Mounting evidence has demonstrated that the tumor microenvironment plays a crucial role in the regulation of GBM growth and progression via growth factors, angiogenic factors, and chemotactic cues [21-25]. In particular, stereotypical patterns of GBM invasion, involving migration along blood vessels and axons, have been well described and are highly correlated with the expression of chemokine ligands and receptors [26-28]. Of note are the chemokine stromal derived factor-1 (SDF-1, or CXCL12), and its receptor CXCR4 . The SDF-1/CXCR4 axis is primarily known for its role in regulating physiologic immune cell migration [29-35]. However, it is now known that CXCR4 is highly expressed in multiple cancers, including gliomas [36-42]. The ligand SDF-1 is expressed by endothelial cells of blood vessels, neurons, and other common migratory pathways in the brain, and promotes GBM invasion [27, 39, 43-45].

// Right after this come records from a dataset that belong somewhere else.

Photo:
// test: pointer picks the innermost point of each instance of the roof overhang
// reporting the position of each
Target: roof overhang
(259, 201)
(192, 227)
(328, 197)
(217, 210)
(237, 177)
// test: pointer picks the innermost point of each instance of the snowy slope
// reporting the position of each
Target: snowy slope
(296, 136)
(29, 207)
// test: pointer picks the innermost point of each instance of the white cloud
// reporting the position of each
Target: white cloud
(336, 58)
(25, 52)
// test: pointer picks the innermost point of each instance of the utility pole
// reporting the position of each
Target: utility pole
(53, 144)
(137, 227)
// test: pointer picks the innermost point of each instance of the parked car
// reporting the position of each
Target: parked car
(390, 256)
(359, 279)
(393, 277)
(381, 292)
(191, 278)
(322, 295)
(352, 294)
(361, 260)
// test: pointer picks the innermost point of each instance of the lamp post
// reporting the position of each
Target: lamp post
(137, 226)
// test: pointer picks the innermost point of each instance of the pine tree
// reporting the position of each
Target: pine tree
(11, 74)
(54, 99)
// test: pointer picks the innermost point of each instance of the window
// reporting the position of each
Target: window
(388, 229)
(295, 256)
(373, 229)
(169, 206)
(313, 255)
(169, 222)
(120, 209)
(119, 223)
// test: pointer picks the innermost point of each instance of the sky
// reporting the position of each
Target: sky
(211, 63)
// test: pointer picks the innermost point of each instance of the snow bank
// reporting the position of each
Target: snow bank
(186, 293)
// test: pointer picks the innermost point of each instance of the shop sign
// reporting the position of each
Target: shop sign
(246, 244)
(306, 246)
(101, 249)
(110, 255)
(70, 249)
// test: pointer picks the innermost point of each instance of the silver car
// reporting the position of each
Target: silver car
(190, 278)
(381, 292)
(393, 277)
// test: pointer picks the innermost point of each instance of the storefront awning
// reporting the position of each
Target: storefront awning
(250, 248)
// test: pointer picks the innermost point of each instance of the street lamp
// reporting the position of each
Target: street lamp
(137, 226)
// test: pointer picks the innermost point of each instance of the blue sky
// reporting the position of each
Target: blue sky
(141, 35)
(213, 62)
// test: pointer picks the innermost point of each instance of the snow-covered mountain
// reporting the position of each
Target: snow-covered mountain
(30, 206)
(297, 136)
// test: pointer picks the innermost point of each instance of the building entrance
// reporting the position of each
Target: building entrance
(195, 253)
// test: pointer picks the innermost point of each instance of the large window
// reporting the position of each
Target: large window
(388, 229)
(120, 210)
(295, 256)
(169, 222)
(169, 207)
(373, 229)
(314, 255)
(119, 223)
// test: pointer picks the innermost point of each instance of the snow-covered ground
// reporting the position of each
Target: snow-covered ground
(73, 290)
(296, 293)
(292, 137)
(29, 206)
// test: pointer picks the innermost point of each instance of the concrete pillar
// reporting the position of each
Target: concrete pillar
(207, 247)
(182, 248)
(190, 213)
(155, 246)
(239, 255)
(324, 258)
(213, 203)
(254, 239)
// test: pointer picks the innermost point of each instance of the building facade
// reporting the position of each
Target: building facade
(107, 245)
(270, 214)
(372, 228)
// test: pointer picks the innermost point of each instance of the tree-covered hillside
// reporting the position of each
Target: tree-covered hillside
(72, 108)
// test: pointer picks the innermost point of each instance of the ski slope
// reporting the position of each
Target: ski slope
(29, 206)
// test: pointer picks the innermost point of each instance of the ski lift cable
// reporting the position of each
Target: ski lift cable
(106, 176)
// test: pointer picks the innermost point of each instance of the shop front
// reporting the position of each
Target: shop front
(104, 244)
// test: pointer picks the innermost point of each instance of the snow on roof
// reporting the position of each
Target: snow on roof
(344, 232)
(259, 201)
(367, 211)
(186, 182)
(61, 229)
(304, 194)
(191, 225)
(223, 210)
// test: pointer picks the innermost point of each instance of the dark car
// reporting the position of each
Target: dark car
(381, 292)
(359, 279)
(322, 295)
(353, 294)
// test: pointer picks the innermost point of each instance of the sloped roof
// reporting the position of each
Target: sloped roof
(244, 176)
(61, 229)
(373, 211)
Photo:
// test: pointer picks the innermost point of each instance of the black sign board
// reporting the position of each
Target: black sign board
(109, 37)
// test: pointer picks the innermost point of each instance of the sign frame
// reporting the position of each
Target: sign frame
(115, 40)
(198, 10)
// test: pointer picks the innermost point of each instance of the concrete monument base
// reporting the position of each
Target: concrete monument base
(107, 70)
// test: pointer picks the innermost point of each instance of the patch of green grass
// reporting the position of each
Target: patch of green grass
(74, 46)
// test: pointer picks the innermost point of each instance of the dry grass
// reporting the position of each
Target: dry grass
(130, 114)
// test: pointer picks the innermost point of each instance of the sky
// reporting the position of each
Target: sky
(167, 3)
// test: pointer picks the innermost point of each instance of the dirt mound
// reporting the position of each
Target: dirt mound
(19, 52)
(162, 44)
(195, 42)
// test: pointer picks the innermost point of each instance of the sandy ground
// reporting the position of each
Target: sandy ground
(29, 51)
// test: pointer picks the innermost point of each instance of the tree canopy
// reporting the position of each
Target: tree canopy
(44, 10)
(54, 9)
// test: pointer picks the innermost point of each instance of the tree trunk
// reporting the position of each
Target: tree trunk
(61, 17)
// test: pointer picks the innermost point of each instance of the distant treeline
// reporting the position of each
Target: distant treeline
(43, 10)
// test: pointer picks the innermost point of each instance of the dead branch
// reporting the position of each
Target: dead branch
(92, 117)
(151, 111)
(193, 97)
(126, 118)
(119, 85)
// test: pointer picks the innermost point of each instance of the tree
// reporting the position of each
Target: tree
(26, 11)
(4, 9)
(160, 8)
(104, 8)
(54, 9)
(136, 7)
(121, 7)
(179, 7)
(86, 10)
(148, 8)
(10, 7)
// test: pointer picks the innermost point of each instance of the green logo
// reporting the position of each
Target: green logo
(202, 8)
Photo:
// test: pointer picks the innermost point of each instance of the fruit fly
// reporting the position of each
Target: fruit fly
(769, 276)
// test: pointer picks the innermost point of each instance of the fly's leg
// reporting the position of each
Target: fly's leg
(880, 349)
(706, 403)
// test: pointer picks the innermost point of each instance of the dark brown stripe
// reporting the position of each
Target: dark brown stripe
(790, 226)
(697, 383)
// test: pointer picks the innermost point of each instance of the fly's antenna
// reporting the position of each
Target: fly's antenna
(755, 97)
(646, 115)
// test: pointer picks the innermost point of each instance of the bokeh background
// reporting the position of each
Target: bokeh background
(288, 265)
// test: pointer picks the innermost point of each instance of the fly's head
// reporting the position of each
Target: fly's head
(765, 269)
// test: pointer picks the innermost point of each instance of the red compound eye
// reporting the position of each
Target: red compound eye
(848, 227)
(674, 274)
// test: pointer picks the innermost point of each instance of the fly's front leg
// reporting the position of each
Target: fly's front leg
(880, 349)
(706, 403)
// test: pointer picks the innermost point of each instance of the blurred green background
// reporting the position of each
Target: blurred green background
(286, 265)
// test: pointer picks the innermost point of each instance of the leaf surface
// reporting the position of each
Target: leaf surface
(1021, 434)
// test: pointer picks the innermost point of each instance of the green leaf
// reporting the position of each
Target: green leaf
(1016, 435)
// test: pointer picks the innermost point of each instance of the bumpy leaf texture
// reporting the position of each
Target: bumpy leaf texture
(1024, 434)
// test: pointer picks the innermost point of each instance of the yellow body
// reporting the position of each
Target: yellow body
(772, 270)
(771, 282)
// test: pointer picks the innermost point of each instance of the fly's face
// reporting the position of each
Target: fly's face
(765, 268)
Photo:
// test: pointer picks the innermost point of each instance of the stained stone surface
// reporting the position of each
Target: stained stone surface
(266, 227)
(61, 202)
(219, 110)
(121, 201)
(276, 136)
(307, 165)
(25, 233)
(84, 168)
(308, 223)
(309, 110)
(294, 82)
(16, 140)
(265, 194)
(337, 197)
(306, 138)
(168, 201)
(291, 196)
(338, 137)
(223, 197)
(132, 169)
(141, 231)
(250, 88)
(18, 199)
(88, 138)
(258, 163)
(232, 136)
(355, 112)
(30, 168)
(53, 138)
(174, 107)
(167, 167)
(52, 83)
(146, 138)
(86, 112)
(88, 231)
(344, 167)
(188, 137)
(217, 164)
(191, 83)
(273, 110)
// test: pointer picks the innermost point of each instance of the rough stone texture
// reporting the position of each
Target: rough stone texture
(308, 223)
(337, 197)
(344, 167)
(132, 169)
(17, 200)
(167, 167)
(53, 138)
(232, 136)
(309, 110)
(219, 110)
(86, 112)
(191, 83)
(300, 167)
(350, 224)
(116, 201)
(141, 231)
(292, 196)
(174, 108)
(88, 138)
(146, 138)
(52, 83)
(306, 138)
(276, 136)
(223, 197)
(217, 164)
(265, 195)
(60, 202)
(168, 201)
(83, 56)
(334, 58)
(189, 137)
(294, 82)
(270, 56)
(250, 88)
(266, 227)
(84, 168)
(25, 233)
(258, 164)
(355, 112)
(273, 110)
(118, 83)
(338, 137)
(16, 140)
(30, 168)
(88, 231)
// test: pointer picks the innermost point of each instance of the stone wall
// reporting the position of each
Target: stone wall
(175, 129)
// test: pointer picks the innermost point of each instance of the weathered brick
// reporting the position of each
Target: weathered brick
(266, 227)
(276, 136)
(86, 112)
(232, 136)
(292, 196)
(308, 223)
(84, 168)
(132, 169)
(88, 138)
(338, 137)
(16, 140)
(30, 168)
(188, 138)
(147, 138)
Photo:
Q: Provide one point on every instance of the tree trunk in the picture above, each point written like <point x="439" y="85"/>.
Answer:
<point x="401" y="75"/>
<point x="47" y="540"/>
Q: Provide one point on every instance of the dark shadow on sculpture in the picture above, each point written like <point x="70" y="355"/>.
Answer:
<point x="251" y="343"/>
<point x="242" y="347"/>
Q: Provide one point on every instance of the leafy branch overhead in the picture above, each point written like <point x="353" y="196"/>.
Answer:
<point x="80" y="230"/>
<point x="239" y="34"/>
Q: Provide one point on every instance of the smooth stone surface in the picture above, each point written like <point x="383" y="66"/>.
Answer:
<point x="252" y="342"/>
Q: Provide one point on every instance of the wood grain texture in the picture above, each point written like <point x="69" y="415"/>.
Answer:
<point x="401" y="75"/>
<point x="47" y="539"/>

Several models have been developed to study GBM and other cancers in order to better understand how stem cells might contribute to the pathology . Long-term passaged cell lines have been used primarily for ex vivo modeling. However, with accumulating evidence supporting the role of cancer stem cells in tumor malignancy, and evidence of distinct GBM subtypes [47, 48], models more closely resembling the ‘parent’ tumor have become necessary [49-51]. An attractive alternative is the use of primary xenograft tumors [21, 46, 52, 53]. These tumors are established by direct implantation of resected tumor specimens from patients and passaged in the flanks of immunocompromised mice. Passaging tumor cells by this method has been shown to preserve the original mutation status of the parent tumor [21, 46, 49, 50]. One critical question regarding this system, however, is whether extended passaging influences the multipotency and invasiveness of the BTSCs. The ability to passage these xenograft lines indefinitely without affecting the biology of the stem cell population would be advantageous from a practical standpoint. In addition, an understanding of the evolution of these tumors could potentially provide insight into the pathophysiology of tumor formation and recurrence.
To this end, we investigated how serial passaging affects GBM BTSCs in a xenograft model. We have found that limited passaging of xenografts, as compared to extended passaging, preserves multipotency, invasive migration ex vivo, and lethality in vivo. Intriguingly, these characteristics correlate positively with elevated nanog expression. In addition, the functional data demonstrate that chemokinetic responses to SDF-1 are maintained despite extended passaging.
Early and late generation xenografts possess GBM stem cells
First, we determined whether limited passaging (< 15 passages following initial implantation; Early Generation) of xenografts preserves the BTSCs, and conversely, whether extended passaging (>24 passages; Late Generation) for greater than 2 years, would deplete the BTSCs. Immunostaining xenograft cells that were grown in stem cell conditions revealed that both early generation (EG) and late generation (LG) xenografts expressed the stem cell markers CD133 and nestin (Fig. 1A,B,D,E). Additionally, both EG and LG xenografts were capable of forming self-adherent balls of tumor cells known as tumorspheres when plated in stem cell conditions in the absence of extracellular matrix, indicative of the presence of tumor stem cells (Fig. 1C,F).
Figure 1: GBM Xenografts possess BTSCs. Immunocytochemistry demonstrating CD133 and nestin expression in EG- (A, B) and LG-BTSCs (D,E). Phase-contrast microscopy of tumorspheres (C, F). (Scale bar = 25 µm)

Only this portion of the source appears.